So, this where we seem to be at- (yes, I am beating this to death)

 1) A bottle that is made specifically with an engraved mold (that a slug is NOT slid in to), in that the mold is used for no other purpose than for THAT company, is a private mold bottle.

 2) A plate mold bottle uses a generic mold, used for ANY company's bottle, that requires a specific engraved plate, or slug, to be inserted. That mold can be reused many times, with different slugs (or plates),  for many different job orders.

 3) Bottles with or without the discernible circle, oval, rectangular or tombstone shaped line encompassing the embossing can be a private mold, or not.

 4) When checking all through the different types of bottles, whiskeys, beers, sodas, druggists, etc... there seems to be a common thread. Any time you find a bottle with the defining line surrounding the embossing, it is commonly referred to as a slug plate. This is common throughout the country.

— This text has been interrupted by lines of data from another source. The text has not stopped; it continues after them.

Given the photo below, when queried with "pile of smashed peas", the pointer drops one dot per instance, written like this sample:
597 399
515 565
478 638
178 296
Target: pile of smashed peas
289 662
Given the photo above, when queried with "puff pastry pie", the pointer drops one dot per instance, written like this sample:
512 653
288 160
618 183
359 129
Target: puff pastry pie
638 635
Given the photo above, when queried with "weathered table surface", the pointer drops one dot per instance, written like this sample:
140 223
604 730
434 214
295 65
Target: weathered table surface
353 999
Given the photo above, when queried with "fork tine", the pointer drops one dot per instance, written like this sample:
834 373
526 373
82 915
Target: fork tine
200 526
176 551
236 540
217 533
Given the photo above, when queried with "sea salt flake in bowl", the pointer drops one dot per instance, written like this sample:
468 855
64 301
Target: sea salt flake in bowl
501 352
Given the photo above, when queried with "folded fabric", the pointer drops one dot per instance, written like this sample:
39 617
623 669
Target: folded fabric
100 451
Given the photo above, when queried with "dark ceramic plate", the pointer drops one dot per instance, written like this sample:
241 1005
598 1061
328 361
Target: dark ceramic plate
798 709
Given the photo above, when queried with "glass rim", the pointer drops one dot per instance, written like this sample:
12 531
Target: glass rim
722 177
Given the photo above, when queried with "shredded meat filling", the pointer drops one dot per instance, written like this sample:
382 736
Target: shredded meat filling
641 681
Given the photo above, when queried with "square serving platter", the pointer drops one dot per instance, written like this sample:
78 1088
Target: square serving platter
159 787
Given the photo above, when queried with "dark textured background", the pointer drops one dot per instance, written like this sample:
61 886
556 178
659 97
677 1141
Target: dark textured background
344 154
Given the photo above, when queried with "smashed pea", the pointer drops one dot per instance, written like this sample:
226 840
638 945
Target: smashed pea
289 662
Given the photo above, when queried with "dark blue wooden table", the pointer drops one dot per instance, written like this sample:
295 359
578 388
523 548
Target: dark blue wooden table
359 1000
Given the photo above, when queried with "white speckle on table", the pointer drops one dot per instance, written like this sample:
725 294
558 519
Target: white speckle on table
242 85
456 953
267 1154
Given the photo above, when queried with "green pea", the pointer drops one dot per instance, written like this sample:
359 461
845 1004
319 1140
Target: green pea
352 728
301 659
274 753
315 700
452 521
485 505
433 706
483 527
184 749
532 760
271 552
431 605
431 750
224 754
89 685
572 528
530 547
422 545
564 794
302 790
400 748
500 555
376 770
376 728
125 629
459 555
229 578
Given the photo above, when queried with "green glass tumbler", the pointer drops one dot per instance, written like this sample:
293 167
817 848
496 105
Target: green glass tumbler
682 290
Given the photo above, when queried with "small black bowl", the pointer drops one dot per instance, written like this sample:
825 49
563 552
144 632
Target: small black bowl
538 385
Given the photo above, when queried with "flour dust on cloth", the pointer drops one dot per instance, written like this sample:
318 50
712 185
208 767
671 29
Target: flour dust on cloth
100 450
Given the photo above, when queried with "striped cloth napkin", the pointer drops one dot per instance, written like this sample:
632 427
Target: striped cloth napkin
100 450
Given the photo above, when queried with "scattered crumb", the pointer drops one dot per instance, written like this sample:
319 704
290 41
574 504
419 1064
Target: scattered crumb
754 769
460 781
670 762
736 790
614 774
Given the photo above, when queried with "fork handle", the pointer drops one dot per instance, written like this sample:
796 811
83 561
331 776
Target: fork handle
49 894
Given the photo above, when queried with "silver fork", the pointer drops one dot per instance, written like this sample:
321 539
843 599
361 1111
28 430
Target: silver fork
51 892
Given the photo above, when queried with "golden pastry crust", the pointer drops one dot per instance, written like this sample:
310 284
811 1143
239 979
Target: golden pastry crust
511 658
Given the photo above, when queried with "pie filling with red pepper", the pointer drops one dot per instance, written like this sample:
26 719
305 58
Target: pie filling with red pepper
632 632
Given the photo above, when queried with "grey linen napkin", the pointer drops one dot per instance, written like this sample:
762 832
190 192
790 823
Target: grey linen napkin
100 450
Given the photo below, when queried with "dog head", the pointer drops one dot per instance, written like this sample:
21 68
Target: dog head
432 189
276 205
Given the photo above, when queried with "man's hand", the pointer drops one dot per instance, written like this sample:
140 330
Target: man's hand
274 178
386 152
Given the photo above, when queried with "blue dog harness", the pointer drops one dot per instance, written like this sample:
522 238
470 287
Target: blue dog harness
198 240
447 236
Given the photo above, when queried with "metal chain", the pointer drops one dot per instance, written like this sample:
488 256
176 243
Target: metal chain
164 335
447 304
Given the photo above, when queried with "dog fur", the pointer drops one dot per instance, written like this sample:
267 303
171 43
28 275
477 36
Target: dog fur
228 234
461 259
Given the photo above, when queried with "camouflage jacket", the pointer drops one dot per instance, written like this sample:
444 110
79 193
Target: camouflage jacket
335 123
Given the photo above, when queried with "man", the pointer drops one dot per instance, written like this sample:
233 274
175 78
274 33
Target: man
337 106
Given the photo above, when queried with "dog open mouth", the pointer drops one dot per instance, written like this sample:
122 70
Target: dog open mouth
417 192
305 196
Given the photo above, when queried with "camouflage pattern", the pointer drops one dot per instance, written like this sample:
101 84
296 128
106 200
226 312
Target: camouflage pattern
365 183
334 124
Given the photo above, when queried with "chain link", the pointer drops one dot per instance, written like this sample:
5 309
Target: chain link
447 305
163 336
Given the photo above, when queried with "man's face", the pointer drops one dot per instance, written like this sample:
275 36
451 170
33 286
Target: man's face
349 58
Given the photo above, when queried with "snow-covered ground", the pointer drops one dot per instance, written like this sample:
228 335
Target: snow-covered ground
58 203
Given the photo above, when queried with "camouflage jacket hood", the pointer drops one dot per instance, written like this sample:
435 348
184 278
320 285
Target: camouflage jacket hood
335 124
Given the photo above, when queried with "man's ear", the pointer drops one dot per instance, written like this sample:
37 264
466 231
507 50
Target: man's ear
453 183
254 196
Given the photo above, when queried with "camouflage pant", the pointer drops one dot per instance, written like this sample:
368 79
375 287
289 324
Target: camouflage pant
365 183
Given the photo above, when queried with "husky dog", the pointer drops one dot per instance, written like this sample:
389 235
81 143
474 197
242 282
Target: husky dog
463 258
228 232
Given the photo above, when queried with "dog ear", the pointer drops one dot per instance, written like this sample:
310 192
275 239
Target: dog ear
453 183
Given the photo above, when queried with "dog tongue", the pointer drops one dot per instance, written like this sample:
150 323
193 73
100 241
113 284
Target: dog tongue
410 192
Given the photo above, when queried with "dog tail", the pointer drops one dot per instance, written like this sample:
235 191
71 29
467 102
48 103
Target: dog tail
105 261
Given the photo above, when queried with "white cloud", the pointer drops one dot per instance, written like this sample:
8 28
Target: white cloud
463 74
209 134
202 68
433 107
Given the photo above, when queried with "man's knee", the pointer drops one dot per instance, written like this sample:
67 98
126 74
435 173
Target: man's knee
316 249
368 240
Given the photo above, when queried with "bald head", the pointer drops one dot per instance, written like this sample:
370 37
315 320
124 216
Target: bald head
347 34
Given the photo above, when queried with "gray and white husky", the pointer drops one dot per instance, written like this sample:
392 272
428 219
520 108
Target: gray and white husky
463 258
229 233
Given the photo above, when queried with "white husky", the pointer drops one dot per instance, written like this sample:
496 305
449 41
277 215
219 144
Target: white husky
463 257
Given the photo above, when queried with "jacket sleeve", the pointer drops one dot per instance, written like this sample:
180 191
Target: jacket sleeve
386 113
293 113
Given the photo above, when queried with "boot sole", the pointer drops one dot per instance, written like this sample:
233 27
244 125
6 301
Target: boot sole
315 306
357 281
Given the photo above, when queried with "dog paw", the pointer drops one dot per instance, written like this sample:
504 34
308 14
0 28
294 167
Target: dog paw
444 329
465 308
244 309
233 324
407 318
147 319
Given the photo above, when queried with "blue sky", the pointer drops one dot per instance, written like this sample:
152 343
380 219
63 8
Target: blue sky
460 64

 So, what is the proper way to differentiate between a bottle with the line and the bottle without? They are both plate molds. They are variants, to be collected. If you had the exact same bottle, one with the line/border and one without, next to each other on a table, what would you refer to them as? In Michigan, the one is called a slug plate. Is there another word used, that anyone is aware of, that describes these bottles?
 Bill


----------



## mtfdfire22 (Jan 10, 2013)

the word i would use......UGLY
 i find slugplated bottles with the circle to be far more attractive than those without.


----------



## UncleBruce (Jan 10, 2013)

You all are a lot of fun!   [sm=thumbup1.gif]  I love you guys.  []  This whole thread is gold.


----------



## mtfdfire22 (Jan 10, 2013)

could have been a great discussion if only it was entitled: bottle mold variations and definitions.
 instead we have : grand valley brewing co shard.......a total of 4 people in the united states were interested in that particular title.


----------



## UncleBruce (Jan 10, 2013)

They don't know what they are missin'!!!!!!!  Their loss.


----------



## druggistnut (Jan 11, 2013)

*plate molds, private molds and slug plates*

bump


----------



## RED Matthews (Jan 11, 2013)

Well I am really corn-fused now.  Well this is the darndest thread of confusion I have seen yet on the FORUM.  I have been involved with a lot of slug plate installations in bottle molds.  So I guess it is time to review this thread and try to help some of you realize how mold inserts work and some of the descriptions shown here are not all fitting in to the job of making them.  A slug plate has to be fastened into the mold.  And it is done by headed screws on the back side of the mold.  The temperature of the mold surface has to be maintained by using the same chilled iron in the cavity and the heat has to be dissipated so the glass appearance is not different from the rest of the bottle.   I don't know exactly where to start = but I will do something soon.
 RED Matthews   bottlemysteries  WOW!!!!!


----------



## mtfdfire22 (Jan 12, 2013)

i think im on the same page as you RED but im not sure everyone else is. you could start with a picture that shows a slugplate with the screw marks impressed on the bottle, i think thats a good place to start as i have seen that before.


----------



## Catahoulajak (Jan 31, 2017)

Not sure how to post pics, but I have two of these bottles I found while digging in Iona years ago.


----------



## hemihampton (Jan 31, 2017)

e-mail me a pic to hemihampton at wowway dot com & I'll post the pic for you. THANKS, LEON.


----------



## Catahoulajak (Jan 31, 2017)

Sent a pic. I have to clean em up still. I've been digging stuff up for 25 years now and just built a man cave to unbox all my stuff. Gonna be a slow process of unpacking, cleaning, documenting, and displaying.


----------



## hemihampton (Jan 31, 2017)

Here's a pic of the 2 bottles mentioned above. I'd like to see this bottle in a blob top. LEON.




P.S Click Pic to enlarge.


----------



## hemihampton (Jan 31, 2017)

how many bottles do you have or did you dig up? Any Hutches or blob tops? THANKS, LEON.


----------